An unprecedentedly quick 15-week review identified 100 mHZ of spectrum, now heavily used by military radars, that will be auctioned off in December 2021.
WASHINGTON: After a remarkably fast interagency review, the White House today announced a massive transfer of electromagnetic spectrum from military use to commercial 5G. It will be the “fastest transfer of federal spectrum to commercial use in history,” US Chief Technology Officer Michael Kratsios told reporters proudly this afternoon. But, Kratsios and Pentagon CIO Dana Deasy assured reporters ahead of the announcement, the rush won’t compromise military readiness or operations.
The 100 megahertz of spectrum runs from 3450 MHz to 3550, so-called mid-band frequencies prized by 5G developers because they allow longer-ranged transmissions than the millimeter-wave spectrum that makes up most of what’s been available in the US so far.
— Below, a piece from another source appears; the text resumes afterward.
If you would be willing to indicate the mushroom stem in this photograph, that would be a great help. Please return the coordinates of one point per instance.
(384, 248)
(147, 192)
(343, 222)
Kratsios and other officials told reporters shortly before this afternoon’s announcement that the move would dramatically expand 5G access for all Americans – fulling a congressional mandate in the 2018 MOBILE NOW Act – and strengthen potential competitors to Chinese giant Huawei in the global market.
Currently, Deasy said, “the 3450-3550 mHZ band supports critical DoD radar operations, including high-powered defense radar systems on fixed, mobile, shipboard, and airborne platforms, [including] air defense, missile and gun fire control, counter mortar, bomb scoring [during training exercises], battlefield weapon locations, air traffic control, and range safety.”
That’s a wide range of military functions, many with life-or-death significance for either training safety or outright combat. Deasy and other officials didn’t detail how the Defense Department would work this massive transfer. Their remarks, however, suggested a mix of migrating military radars to other frequencies – a complex and costly process typically funded from a share of the FCC auction – and sharing frequencies with commercial users in specific times and places.
That’s as fast as the transfer can possibly go through the FCC’s public rule-making process, officials said. Historically transferring spectrum takes six years or more. ““The timeline that we’re working with is absolutely unprecedented,” one senior administration official told reporters, “and I cannot underscore that enough.”